To determine if your answer is correct, let's simplify the expression step by step.
The given expression is:
3/(x-7) + x^2 + 5x
To combine the terms, we need a common denominator. The common denominator for the first term, 3/(x-7), and the second term, x^2 + 5x, is (x-7).

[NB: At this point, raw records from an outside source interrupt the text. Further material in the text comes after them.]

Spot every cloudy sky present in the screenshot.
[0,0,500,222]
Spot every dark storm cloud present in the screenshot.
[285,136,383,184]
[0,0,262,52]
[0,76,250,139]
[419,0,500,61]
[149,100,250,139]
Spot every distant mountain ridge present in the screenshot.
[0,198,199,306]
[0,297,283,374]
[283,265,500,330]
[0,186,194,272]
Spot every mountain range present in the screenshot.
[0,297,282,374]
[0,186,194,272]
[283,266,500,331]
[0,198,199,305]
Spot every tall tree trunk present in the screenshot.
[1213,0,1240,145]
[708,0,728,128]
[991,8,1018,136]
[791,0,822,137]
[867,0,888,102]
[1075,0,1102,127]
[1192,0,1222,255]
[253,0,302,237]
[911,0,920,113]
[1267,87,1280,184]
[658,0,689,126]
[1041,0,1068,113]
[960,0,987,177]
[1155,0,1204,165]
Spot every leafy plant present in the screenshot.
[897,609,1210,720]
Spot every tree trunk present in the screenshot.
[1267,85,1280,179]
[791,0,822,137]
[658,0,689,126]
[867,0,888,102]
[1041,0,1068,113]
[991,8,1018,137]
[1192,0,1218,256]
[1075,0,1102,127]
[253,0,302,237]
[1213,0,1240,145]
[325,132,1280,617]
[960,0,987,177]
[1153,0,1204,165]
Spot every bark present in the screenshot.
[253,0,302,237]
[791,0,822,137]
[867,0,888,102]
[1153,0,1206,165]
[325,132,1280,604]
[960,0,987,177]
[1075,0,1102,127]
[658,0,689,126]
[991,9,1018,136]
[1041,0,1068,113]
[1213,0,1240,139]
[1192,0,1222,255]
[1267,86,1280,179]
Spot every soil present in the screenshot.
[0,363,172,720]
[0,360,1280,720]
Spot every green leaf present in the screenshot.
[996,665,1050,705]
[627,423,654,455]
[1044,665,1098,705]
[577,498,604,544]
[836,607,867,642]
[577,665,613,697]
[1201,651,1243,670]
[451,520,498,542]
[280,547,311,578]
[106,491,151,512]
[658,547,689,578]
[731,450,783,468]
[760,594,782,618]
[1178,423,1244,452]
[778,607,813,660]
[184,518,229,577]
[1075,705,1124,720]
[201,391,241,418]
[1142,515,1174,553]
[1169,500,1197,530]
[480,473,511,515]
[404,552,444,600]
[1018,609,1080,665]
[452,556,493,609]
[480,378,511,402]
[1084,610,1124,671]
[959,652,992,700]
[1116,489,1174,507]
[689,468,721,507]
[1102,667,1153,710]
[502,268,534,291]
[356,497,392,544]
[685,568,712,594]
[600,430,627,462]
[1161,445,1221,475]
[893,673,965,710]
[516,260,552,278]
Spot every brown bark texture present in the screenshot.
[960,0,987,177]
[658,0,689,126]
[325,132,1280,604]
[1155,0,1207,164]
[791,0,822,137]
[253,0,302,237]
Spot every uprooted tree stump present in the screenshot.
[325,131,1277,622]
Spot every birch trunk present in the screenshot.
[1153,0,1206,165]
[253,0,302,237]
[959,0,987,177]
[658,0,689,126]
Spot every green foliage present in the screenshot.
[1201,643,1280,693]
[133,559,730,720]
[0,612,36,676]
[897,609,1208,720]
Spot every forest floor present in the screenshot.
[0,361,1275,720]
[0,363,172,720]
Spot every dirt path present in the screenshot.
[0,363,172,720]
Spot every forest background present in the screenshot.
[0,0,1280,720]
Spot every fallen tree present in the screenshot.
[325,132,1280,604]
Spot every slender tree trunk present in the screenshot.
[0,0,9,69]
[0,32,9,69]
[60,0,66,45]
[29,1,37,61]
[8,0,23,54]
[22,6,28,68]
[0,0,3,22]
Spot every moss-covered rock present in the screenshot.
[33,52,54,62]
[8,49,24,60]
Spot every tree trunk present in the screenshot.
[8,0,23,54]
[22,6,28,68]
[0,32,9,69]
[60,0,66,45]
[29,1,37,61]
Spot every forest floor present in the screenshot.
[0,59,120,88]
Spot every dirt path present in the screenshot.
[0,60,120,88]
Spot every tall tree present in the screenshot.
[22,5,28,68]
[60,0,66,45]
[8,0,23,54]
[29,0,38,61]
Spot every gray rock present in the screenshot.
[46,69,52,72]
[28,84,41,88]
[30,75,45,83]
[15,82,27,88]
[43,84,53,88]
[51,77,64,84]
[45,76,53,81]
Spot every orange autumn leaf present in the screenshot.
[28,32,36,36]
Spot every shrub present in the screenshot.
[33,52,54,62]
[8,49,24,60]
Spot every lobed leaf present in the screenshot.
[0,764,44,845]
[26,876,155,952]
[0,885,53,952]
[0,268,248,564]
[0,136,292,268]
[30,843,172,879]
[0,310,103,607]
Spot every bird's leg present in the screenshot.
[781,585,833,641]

Let's rewrite the second term with a common denominator of (x-7):
(x^2 + 5x)(x-7)/(x-7)
Now we can combine the terms:
3/(x-7) + (x^2 + 5x)(x-7)/(x-7)
To add or subtract fractions, we need a common denominator. In this case, the common denominator is (x-7).
Applying the common denominator, we have:
3(x-7)/(x-7) + (x^2 + 5x)(x-7)/(x-7)
Now, let's simplify each term separately.
For the first term, 3(x-7)/(x-7), the (x-7) terms cancel out, resulting in:
3
For the second term, (x^2 + 5x)(x-7)/(x-7), we simplify it by distributing (x-7) into (x^2 + 5x):
(x^3 - 2x^2 - 35x) / (x-7)
Now, combining the simplified terms:
3 + (x^3 - 2x^2 - 35x) / (x-7)
So, based on the steps above, the simplified expression is:
x^3 - 2x^2 - 35x + 3 / (x - 7)
Therefore, your answer of x^3 - 2x^2 - 35x + 3 / (x - 7) is correct.